At this point, just about everyone out there knows that the only thing "short" about a Short Sale is the payoff of the Seller's mortgage. And while it's true that the term was always meant to refer to the less than full payoff, the irony of "Short Sales" that take upwards of six months to complete has not been lost on anyone. Although, come to think of it, I haven't heard anyone laughing.
In response to mounting pressure from beleaguered homeowners who are just barely hanging on, a bipartisan bill is being sponsored by Reps. Robert Andrews (D-New Jersey) and Tom Rooney (R-Florida). The bill, Prompt Decision for Qualifications of Short Sale Act of 2010 (H.R.6133) seeks to alleviate the ongoing problem distressed seller's are experiencing as potential buyers walk away from their contract due to the inordinate amount of time many Servicers take to respond to a request for a Short Sale. The bill would require lenders to respond to short sale requests within 45 days.
The language of the bill (see excerpt below) is actually pretty strong at this point and is written to override any other provision of law or any contract between the servicer and the securitization vehicle. As the bill currently stands, the servicer is threatened with an automatic acceptance of any properly submitted short sale request if they fail to respond appropriately within 45 days.
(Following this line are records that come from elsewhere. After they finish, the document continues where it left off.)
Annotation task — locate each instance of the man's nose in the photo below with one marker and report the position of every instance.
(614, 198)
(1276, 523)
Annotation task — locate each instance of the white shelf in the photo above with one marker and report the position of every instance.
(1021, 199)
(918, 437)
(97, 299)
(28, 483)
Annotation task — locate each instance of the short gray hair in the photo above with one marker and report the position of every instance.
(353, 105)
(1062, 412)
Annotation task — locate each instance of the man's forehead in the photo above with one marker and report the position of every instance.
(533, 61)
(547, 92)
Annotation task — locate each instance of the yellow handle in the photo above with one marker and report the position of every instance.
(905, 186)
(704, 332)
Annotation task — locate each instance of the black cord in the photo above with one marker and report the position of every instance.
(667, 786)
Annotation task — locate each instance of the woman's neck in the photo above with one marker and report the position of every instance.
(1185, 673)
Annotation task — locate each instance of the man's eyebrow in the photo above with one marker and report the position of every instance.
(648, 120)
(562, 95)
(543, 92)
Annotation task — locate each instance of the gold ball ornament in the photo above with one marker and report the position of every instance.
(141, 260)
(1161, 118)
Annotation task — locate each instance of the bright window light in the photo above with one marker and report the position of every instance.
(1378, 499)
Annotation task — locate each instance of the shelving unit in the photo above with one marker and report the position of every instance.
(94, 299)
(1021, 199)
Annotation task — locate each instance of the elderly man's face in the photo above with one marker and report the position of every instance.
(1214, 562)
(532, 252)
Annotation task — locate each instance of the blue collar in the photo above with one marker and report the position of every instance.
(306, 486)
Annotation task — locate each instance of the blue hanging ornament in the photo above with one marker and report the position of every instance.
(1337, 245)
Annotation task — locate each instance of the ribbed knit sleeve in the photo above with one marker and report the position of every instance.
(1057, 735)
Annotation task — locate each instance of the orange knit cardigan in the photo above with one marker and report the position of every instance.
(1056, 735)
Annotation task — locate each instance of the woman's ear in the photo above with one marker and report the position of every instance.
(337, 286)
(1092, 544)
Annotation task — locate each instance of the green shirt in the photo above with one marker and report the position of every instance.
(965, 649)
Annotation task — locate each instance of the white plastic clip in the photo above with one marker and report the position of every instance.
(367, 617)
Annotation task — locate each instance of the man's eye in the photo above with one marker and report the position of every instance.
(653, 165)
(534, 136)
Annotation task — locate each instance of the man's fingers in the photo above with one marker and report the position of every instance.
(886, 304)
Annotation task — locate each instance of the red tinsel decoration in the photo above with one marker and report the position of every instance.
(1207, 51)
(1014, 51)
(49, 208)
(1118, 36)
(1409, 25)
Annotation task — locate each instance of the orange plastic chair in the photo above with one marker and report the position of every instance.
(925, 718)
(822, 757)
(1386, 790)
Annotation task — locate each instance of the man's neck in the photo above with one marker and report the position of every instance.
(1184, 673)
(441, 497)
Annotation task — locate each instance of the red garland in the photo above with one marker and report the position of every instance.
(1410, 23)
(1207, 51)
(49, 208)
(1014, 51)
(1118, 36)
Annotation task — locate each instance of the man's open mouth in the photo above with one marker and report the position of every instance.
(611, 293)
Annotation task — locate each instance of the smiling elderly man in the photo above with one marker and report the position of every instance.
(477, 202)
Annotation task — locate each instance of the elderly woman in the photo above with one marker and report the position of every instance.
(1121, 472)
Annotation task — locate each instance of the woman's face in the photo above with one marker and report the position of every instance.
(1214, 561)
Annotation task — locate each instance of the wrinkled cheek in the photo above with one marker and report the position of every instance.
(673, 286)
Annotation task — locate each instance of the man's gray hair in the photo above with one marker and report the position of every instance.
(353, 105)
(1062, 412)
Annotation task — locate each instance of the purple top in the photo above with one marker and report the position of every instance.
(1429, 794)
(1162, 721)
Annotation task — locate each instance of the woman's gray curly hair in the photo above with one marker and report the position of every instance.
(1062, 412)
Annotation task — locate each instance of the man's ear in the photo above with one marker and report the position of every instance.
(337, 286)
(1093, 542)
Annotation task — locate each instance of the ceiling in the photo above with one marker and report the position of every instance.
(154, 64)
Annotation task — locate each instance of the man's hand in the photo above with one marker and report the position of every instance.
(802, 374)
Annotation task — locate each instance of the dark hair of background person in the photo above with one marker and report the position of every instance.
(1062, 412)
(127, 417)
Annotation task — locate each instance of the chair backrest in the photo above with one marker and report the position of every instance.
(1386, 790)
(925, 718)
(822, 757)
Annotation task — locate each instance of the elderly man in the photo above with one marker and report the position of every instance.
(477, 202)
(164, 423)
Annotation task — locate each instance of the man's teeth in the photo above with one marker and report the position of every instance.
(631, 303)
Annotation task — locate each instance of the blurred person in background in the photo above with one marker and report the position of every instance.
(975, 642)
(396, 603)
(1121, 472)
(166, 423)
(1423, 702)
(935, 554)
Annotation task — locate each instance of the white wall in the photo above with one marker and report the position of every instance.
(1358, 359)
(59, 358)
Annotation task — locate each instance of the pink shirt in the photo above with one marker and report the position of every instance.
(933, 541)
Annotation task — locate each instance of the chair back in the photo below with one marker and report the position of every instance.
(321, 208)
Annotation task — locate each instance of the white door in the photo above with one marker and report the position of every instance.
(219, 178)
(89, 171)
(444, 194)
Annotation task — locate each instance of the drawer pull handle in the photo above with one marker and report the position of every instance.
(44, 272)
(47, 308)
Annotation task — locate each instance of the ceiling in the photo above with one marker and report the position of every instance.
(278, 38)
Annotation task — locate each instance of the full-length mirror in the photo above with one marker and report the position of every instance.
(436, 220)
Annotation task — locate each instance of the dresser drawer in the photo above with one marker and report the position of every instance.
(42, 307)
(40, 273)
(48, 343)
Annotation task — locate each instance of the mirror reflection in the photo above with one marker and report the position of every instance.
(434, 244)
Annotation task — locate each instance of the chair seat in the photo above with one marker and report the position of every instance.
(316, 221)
"Except as provided in subsection (b) and notwithstanding any other provision of law or of any contract, including a contract between a servicer of a residential mortgage loan and a securitization vehicle or other investment vehicle, if the mortgagor under a residential mortgage loan submits to the servicer of the mortgage loan a written request for a short sale of the dwelling or residential real property that is subject to the mortgage, deed or trust, or other security interest that secures the mortgage loan, and all information required by the servicer in connection with such a request (including a copy of an executed contract between the owner of the dwelling or property and the prospective buyer that is subject to approval by the servicer), and the mortgagor does not receive from the servicer, before the expiration of the 45-day period beginning upon receipt by the servicer of such request and information, a written notification of whether such request has been approved, that such request has been approved subject to specified changes, or that additional information is required for such a determination, such request shall be considered to have been approved by the servicer."